Dr. Kate Ozment (@GrubStreetWomen): My favorite part about ungrading is how the tone of the classroom shifts. Friday, my seniors have their first writing assignments due, and the way we talk is completely different than it used to be. Quick 🧵
With each assignment, students tell me what, outside of the prompt, they were focusing on improving. That sets how I comment. In class, they’ll ask “what do you want” and because ungrading I get to say “what are you trying to accomplish, and let’s see if you get there”
“What if I rely too much on class discussion?” I’ll ask you to develop ideas more next time. “What if I scope the topic wrong for the length?” I’ll give advice on how to return to this for your final and what to do on the next short paper. “What if I cite wrong?” We fix it
When you take the bite out of our comments by detaching them from grades, all of a sudden failure becomes a mechanism for learning again. Perfection isn’t required. Try something. See if it works. If it does not, okay! You learned something.

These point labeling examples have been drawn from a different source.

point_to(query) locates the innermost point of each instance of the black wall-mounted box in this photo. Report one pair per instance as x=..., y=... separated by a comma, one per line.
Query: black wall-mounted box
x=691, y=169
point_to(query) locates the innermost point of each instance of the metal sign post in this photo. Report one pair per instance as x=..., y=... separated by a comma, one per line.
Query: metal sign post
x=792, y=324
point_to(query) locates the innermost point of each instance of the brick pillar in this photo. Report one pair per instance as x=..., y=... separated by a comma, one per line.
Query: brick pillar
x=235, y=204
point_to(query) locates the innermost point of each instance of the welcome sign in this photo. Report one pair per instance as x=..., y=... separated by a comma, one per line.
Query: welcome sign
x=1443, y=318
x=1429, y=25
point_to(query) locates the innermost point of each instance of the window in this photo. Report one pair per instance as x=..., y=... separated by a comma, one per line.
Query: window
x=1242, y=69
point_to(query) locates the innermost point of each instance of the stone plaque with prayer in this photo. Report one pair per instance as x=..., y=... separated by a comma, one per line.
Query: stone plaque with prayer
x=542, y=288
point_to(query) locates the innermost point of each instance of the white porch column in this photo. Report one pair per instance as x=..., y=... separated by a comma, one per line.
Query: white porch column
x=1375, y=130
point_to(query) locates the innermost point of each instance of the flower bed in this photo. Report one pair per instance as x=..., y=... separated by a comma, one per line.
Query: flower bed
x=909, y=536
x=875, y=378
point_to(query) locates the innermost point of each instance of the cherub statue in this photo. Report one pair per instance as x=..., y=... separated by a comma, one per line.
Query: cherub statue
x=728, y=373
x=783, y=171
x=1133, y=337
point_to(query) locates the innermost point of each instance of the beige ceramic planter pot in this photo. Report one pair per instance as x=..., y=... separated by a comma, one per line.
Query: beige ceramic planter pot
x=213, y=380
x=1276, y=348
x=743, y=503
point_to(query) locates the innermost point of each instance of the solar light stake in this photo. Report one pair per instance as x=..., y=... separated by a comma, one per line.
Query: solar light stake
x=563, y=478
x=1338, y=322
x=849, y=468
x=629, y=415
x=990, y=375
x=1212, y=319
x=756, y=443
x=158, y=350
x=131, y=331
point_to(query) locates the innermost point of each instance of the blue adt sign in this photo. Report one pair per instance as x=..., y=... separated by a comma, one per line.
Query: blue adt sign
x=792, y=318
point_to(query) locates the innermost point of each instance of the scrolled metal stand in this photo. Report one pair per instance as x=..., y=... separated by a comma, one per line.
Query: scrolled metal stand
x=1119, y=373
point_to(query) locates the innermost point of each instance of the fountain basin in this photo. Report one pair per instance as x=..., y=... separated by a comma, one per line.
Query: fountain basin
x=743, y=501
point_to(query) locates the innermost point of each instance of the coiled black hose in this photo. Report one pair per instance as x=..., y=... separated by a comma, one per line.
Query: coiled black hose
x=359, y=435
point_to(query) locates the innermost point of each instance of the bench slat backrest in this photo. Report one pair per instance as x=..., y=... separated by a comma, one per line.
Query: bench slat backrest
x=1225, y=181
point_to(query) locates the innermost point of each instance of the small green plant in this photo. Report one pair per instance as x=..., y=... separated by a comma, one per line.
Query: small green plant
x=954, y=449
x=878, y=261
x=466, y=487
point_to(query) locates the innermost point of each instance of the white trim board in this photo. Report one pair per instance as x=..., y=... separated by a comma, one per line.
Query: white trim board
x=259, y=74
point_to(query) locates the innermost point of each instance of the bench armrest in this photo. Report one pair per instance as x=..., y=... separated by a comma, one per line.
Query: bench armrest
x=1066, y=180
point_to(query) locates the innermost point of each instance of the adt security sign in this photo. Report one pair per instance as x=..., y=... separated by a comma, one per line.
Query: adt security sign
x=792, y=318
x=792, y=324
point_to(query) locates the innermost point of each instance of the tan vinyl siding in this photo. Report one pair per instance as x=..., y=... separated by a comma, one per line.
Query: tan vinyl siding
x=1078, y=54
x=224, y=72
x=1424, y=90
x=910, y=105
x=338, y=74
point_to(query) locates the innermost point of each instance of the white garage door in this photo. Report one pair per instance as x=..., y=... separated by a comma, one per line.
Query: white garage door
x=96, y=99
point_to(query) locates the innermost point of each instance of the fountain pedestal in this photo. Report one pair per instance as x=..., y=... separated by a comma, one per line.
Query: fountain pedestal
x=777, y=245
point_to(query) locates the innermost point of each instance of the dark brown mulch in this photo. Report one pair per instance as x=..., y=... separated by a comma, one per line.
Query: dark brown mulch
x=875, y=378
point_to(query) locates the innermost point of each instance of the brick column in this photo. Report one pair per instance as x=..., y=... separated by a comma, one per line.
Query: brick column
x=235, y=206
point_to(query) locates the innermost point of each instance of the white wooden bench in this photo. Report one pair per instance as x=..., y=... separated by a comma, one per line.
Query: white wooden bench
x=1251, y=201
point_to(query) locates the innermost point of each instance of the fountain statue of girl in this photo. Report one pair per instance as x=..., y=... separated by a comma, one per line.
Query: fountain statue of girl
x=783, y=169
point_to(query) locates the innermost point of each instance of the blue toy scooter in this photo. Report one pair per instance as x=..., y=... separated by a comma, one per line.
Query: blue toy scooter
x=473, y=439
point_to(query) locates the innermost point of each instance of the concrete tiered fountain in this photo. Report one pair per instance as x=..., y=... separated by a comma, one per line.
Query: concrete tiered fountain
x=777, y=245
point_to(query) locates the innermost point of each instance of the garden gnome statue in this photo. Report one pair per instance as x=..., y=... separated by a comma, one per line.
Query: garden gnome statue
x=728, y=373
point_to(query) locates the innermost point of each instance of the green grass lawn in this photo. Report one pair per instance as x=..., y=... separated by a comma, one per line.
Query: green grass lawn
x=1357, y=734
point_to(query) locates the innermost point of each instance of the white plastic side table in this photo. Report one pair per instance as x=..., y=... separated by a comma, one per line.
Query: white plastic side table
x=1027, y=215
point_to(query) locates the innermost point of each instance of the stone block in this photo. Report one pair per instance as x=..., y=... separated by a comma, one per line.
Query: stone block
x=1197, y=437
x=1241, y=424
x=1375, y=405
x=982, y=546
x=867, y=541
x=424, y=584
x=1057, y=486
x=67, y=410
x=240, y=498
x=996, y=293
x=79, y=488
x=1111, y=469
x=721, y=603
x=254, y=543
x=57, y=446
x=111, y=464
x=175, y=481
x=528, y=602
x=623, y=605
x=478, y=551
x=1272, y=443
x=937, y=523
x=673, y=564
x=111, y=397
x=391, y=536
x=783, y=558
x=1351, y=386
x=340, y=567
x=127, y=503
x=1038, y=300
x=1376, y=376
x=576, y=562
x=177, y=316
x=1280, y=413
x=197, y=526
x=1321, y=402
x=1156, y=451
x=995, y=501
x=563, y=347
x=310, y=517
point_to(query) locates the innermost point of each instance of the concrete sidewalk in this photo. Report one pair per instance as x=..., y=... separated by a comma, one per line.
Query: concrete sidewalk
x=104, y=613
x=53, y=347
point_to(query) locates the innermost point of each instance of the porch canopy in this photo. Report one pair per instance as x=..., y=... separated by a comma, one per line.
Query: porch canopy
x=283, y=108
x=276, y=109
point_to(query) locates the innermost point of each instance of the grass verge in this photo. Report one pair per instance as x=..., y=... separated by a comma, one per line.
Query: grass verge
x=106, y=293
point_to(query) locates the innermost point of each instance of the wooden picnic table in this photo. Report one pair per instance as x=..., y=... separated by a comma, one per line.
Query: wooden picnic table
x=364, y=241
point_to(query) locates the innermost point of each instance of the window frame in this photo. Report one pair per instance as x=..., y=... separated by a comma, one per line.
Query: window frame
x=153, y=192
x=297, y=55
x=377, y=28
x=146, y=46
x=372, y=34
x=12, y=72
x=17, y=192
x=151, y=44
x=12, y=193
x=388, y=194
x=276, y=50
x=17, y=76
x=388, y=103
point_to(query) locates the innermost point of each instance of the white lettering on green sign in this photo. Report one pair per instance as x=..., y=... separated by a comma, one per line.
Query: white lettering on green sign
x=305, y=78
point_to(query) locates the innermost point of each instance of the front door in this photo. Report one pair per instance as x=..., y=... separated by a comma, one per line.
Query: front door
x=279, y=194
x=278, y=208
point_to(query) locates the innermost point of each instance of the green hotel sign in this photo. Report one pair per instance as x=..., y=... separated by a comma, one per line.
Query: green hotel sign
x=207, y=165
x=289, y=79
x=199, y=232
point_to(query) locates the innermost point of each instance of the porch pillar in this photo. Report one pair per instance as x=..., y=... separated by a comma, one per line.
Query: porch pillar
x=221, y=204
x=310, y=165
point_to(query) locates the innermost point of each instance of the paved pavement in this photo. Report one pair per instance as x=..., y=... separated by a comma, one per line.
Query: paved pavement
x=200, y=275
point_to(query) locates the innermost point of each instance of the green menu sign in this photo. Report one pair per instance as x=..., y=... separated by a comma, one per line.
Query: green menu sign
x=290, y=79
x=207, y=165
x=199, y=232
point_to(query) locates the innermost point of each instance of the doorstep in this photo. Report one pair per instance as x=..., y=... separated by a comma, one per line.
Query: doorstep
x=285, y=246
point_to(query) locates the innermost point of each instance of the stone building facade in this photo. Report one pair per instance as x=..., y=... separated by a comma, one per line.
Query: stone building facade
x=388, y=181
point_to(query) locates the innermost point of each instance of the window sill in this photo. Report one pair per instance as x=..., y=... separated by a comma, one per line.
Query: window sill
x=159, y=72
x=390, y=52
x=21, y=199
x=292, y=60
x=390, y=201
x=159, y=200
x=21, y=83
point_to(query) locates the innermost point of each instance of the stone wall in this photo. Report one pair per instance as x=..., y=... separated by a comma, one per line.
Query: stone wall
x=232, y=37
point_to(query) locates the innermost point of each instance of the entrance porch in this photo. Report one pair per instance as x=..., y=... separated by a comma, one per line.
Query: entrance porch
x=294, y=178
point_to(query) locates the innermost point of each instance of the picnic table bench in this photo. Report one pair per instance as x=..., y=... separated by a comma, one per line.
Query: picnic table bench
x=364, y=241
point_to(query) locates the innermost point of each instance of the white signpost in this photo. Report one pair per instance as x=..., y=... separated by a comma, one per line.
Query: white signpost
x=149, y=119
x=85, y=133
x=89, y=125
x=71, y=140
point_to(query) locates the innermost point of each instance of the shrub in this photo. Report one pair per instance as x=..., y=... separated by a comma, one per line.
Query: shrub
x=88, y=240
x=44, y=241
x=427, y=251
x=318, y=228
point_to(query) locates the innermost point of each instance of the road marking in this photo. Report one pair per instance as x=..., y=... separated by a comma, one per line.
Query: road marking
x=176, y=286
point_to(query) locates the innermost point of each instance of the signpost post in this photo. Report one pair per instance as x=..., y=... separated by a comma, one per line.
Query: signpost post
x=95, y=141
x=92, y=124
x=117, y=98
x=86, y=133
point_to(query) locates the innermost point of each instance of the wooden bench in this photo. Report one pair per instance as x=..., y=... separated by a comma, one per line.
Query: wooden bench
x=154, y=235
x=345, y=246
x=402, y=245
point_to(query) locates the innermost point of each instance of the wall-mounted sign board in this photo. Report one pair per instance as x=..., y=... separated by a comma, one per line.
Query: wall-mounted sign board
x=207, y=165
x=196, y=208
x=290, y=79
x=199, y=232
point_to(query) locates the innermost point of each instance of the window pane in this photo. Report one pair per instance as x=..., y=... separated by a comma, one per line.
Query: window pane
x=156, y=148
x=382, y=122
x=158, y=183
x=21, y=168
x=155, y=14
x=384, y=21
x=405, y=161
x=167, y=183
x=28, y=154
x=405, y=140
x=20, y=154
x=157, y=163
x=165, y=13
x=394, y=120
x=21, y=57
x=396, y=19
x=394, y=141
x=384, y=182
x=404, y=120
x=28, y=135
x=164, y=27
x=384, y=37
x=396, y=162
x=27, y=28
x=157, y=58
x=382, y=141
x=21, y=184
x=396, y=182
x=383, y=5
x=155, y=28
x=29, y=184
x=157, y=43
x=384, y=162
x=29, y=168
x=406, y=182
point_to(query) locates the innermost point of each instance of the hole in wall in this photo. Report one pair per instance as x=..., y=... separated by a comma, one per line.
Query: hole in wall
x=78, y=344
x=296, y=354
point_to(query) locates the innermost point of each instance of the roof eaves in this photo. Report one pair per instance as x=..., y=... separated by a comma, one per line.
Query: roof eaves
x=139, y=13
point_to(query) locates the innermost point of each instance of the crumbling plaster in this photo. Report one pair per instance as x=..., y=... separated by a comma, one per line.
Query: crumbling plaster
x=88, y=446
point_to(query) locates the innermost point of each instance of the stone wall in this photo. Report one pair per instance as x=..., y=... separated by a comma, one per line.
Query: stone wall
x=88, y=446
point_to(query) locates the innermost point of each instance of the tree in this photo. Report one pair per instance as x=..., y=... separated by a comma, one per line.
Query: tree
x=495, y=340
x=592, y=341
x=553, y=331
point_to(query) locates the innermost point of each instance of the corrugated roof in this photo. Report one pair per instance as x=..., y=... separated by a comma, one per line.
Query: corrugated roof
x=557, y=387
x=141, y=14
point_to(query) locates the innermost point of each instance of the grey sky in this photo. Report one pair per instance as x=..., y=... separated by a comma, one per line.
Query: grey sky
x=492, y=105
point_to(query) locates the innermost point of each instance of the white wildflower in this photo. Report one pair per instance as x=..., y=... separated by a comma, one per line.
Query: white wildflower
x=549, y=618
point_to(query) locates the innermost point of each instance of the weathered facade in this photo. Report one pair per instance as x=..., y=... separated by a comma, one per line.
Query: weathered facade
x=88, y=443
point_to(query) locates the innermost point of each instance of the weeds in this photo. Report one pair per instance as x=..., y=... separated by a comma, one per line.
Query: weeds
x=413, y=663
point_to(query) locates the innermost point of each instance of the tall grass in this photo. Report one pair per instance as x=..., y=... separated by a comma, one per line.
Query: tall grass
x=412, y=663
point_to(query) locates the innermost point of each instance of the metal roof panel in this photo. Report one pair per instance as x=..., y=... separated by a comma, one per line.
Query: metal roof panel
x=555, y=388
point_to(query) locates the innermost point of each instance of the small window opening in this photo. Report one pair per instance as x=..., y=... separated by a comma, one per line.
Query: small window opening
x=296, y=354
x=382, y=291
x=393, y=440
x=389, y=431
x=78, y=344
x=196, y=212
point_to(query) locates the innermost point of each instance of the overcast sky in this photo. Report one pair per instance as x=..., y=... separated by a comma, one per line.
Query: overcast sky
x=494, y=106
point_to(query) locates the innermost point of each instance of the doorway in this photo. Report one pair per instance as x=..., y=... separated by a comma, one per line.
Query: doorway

I’m letting them shape how they receive feedback. Course evals indicate students do not value my feedback as much as I’d like. Ungrading suggests I need to bring them into the process. This year, they’re telling me how they want to get comments. https://twitter.com/GrubStreetWomen/status/1576232538275647490/photo/1
I’m hoping this creates a buy-in because feedback is going to isolate 1-2 areas to focus on for the next essay, and students will be asked what they did to try to improve in those areas.
(Btw the quiz function in canvas lets you set up questions before a file submission.)
Our conversation Friday was mutual: how can they set goals and improve, and how can I be better at providing feedback and support? When you’ve ceded your hierarchy of grader it’s much easier to let them into assessment and show you’re a work in progress, too.